SIMPLE SUMMARY: Systemic treatment options for advanced neuroendocrine tumors have significantly been improved in the last decade. However efficacy of systemic therapy is limited by tumor resistance and therefore there is a need for further treatment options. Inhibition of the Ras-Raf-Mek-Erk signaling cascade might be a promising new treatment strategy in neuroendocrine neoplasms. In this study we investigated the effects of the MEK inhibitor trametinib, the ERK inhibitor SCH772984 and the CDK4/6 inhibitor ribociclib in human neuroendocrine tumor cell lines BON1, QGP1 and NCI-H727 in vitro. Trametinib alone and in synergism with ribociclib demonstrated antiproliferative effects. Combination therapy of MEK inhibitors and CDK4/6 inhibitors might be a potential strategy to overcome CDK4/6 inhibitor resistance in neuroendocrine tumors.
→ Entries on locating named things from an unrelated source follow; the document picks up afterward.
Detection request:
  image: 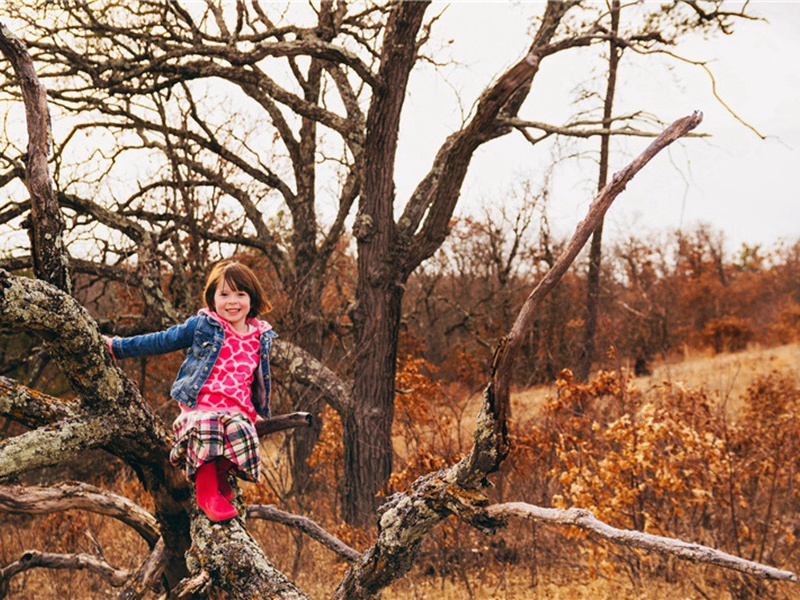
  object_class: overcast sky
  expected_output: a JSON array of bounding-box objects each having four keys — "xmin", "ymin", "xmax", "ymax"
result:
[{"xmin": 397, "ymin": 1, "xmax": 800, "ymax": 250}]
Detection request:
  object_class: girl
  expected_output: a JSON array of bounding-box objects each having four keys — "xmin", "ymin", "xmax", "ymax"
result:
[{"xmin": 107, "ymin": 261, "xmax": 276, "ymax": 521}]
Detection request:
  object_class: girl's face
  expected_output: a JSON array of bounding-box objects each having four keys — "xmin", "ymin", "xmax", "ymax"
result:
[{"xmin": 214, "ymin": 279, "xmax": 250, "ymax": 333}]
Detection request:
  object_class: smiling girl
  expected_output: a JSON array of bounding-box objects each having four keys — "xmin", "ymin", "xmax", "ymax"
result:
[{"xmin": 107, "ymin": 261, "xmax": 276, "ymax": 521}]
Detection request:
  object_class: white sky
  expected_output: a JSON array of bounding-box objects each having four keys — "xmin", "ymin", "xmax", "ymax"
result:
[{"xmin": 397, "ymin": 1, "xmax": 800, "ymax": 251}]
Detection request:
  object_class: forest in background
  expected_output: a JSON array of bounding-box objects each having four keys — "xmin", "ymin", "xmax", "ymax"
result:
[
  {"xmin": 0, "ymin": 0, "xmax": 797, "ymax": 599},
  {"xmin": 6, "ymin": 215, "xmax": 800, "ymax": 598}
]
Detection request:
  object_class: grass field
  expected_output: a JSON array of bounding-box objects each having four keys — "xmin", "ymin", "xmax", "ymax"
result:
[{"xmin": 0, "ymin": 344, "xmax": 800, "ymax": 600}]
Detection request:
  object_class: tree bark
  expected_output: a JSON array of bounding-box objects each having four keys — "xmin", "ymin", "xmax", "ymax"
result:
[
  {"xmin": 0, "ymin": 23, "xmax": 72, "ymax": 294},
  {"xmin": 578, "ymin": 0, "xmax": 622, "ymax": 382},
  {"xmin": 342, "ymin": 2, "xmax": 430, "ymax": 525}
]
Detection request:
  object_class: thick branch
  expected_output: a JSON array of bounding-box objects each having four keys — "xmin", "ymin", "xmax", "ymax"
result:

ABSTRACT: Objectives: This study assessed the antitumoral activity of the MEK inhibitor trametinib (TMT212) and the ERK1/2 inhibitor SCH772984, alone and in combination with the CDK4/6 inhibitor ribociclib (LEE011) in human neuroendocrine tumor (NET) cell lines in vitro. Methods: Human NET cell lines BON1, QGP-1, and NCI-H727 were treated with trametinib or SCH772984, alone and in combination with ribociclib, to assess cell proliferation, cell cycle distribution, and protein signaling using cell proliferation, flow cytometry, and Western blot assays, respectively. Results: Trametinib and SCH772984, alone and in combination with ribociclib, significantly reduced NET cell viability and arrested NET cells at the G1 phase of the cell cycle in all three cell lines tested. In addition, trametinib also caused subG1 events and apoptotic PARP cleavage in QGP1 and NCI-H727 cells. A western blot analysis demonstrated the use of trametinib alone and trametinib in combination with ribociclib to decrease the expression of pERK, cMyc, Chk1, pChk2, pCDK1, CyclinD1, and c-myc in a time-dependent manner in NCI-H727 and QGP-1 cells. Conclusions: MEK and ERK inhibition causes antiproliferative effects in human NET cell lines in vitro. The combination of the MEK inhibitor trametinib (TMT212) with the CDK4/6 inhibitor ribociclib (LEE011) causes additive antiproliferative effects. Future preclinical and clinical studies of MEK inhibition in NETs should be performed.